In the Palace Reservoir, we recovered cyanobacterial OTUs from Late Preclassic (#14), Late Classic (#12), and the Late/Terminal Classic period (#13). OTUs affiliated with Cyanobiaceae were recovered from all three samples. OTUs affiliated with Microcystaceae (Microcystis sp.) were abundant in the Late Classic samples. OTUs affiliated with Phormidiaceae (Plankothrix sp.) were the most abundant cyanobacterial sequences recovered from the Late Classic/Terminal Classic samples.
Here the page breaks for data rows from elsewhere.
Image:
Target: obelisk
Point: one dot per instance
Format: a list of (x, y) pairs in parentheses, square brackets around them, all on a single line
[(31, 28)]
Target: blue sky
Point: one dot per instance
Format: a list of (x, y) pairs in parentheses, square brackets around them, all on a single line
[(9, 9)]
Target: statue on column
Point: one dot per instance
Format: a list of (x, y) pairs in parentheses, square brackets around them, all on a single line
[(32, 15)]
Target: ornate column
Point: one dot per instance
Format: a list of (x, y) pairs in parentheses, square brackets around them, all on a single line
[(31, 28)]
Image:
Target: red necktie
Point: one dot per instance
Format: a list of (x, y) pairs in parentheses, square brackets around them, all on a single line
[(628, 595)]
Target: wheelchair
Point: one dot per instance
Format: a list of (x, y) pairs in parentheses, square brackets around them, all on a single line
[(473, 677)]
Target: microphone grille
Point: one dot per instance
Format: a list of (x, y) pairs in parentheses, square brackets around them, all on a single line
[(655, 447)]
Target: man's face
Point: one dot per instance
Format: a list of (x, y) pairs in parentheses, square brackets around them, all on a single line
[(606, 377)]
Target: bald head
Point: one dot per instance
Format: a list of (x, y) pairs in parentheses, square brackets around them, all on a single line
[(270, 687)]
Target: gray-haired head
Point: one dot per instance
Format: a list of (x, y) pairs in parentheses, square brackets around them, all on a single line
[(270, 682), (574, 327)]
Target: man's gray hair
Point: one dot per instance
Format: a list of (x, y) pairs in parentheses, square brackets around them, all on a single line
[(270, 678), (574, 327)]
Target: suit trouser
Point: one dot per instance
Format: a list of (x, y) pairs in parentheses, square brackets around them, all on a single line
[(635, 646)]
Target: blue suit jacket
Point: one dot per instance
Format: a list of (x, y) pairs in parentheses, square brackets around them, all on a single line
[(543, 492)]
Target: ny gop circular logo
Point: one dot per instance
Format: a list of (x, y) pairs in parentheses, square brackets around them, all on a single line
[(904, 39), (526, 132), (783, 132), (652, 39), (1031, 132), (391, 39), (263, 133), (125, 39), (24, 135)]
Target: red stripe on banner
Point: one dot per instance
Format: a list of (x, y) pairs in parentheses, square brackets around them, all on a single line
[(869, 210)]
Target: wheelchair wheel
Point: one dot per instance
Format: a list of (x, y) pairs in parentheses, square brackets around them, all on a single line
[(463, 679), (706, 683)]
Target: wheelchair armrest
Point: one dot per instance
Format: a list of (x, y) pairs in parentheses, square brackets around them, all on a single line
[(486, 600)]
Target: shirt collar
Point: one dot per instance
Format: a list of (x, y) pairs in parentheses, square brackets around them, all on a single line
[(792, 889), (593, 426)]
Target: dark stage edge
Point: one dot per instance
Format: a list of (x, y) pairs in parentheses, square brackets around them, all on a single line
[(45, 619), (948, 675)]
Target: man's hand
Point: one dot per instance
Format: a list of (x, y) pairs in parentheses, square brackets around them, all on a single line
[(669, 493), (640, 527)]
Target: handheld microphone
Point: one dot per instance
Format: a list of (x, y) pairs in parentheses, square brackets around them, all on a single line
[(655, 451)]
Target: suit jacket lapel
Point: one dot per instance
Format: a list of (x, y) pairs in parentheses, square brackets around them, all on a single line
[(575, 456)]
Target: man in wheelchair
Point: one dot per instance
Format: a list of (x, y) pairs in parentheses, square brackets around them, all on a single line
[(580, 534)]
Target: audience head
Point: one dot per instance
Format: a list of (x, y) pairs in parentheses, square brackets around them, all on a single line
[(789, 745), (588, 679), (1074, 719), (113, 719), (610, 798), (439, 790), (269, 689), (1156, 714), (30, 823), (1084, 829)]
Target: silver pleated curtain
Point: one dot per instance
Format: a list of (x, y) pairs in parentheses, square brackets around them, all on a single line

From the Perdido Reservoir we recovered cyanobacterial OTUs from pre-Maya bajo samples (#23, 170 cm below surface) and the A1 horizon (#15, 10 cm below surface). All OTUs recovered from the pre-Maya bajo sample were affiliated with Nostocaceae. OTUs affiliated with Nostocaceae (Cylindrospermosum sp.) were also recovered from the A1 sample along with Nodosilineaceae, Cyanobiaceae, Microcystaceae (Microcystis sp.), Phormidiaceae, Prochlorotrichaceae, and Pseudanabaenaceae. In the Corriental Reservoir, only a surface sample (#1) with cyanobacterial OTUs contained gene sequences affiliated with uncultured Leptolyngbyaceae (Oscillatoria sp.). Results of the molecular genetic assays involving cyanobacteria are illustrated in Fig. 4 and additional details are provided in the Supplementary Information section and the Supplementary Table S4.